Sterke vrouw Eve, ambitieuze advocate, mama en mantelzorger over haar uitdagingen

 

Ontdek hier de favoriete outfits van Eve.

 

Annemie: Dag Eve

Eve: Dag Annemie

Annemie: Dag Eve, je bent een heel succesvolle vrouw, en zoals bij heel veel krachtige succesvolle vrouwen, weten wij eigenlijk niet wat daar achter zit? Welk leven zij geleid hebben? Want jij hebt wel heftige dingen al meegemaakt. Je had geen evidente kindertijd, en op je 14 jaar stond jij al zelf voor de rechtbank te pleiten. Wat was er gebeurt?

Eve: Klopt. Euhm, mijn moeder en ik, dat is altijd een moeilijke relatie geweest. En ik was weggelopen van thuis.

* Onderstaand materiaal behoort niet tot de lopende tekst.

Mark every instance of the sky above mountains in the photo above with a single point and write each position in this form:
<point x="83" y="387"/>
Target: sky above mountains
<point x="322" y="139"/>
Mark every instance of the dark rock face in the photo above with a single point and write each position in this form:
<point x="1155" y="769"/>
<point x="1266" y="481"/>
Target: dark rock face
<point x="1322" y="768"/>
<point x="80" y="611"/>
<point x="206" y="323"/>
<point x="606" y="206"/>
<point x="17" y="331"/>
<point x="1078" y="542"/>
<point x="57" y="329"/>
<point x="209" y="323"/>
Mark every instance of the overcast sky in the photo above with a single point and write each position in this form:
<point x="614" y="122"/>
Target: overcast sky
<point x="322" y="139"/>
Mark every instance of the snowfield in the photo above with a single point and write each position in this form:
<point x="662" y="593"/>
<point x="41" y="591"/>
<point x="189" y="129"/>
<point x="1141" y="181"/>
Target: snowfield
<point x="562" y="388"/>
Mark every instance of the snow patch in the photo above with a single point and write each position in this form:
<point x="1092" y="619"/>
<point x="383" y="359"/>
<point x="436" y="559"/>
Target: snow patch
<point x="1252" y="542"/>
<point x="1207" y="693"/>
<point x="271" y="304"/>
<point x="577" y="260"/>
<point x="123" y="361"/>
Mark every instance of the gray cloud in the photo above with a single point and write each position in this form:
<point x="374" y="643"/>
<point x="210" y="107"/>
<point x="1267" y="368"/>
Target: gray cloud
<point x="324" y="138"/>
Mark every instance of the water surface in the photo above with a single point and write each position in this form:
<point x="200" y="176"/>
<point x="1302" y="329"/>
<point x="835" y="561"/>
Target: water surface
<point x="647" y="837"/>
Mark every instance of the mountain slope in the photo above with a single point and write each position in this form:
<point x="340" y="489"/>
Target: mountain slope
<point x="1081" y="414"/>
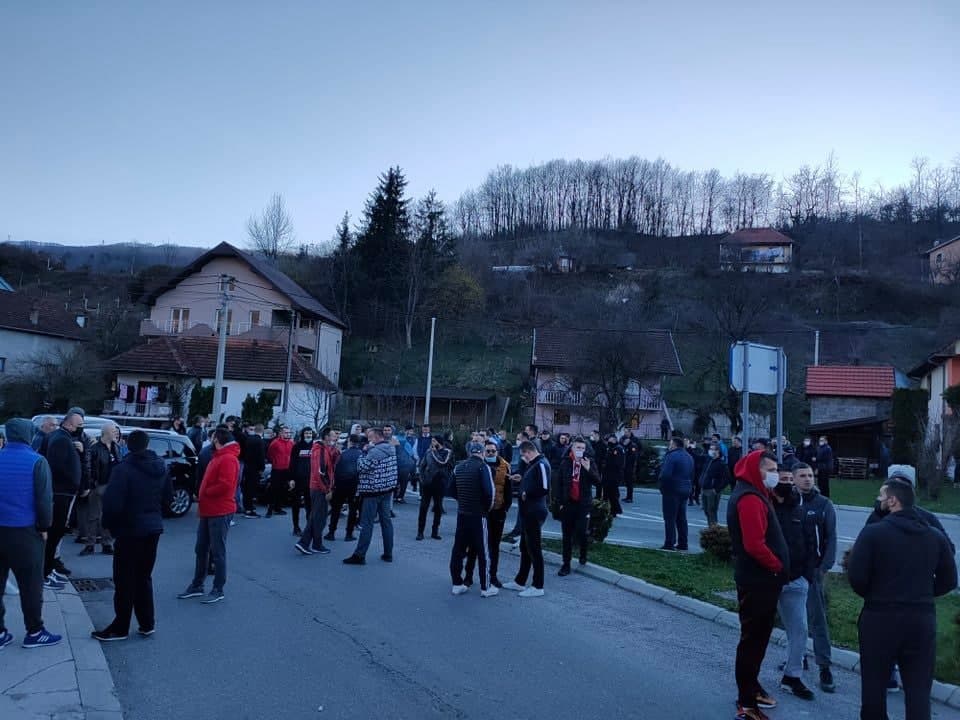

Annemie: Hoe oud was je toen?

Eve: Ik was 14.

Annemie: Echt zo een puber die zegt van "ik vertrek"?

Eve: Ja, inderdaad. En in de rechtbank, dat was toen ook de eerste keer dat ik pleitte. En ik pleitte toen echt voor mijn leven. Ik moest het daar gaan uitleggen, wat er aan de hand was en waarom ik was weggegaan. Ik herinner me dat nog heel goed, ik voelde me zenuwachtig en klein. En dat was zo een groot en imposant gebouw. De rechter keek zo streng. Mijn ma had advocaten. Dus dat was wel een heel spannend moment. En dan stond ik recht, ik zette een stap en ademde eens diep in. En dan begon ik mijn verhaal te vertellen. En dat was een soort oerkracht. En eigenlijk dat ritueel, dat ben ik blijven doen, ook als ik later naar de rechtbank moest gaan.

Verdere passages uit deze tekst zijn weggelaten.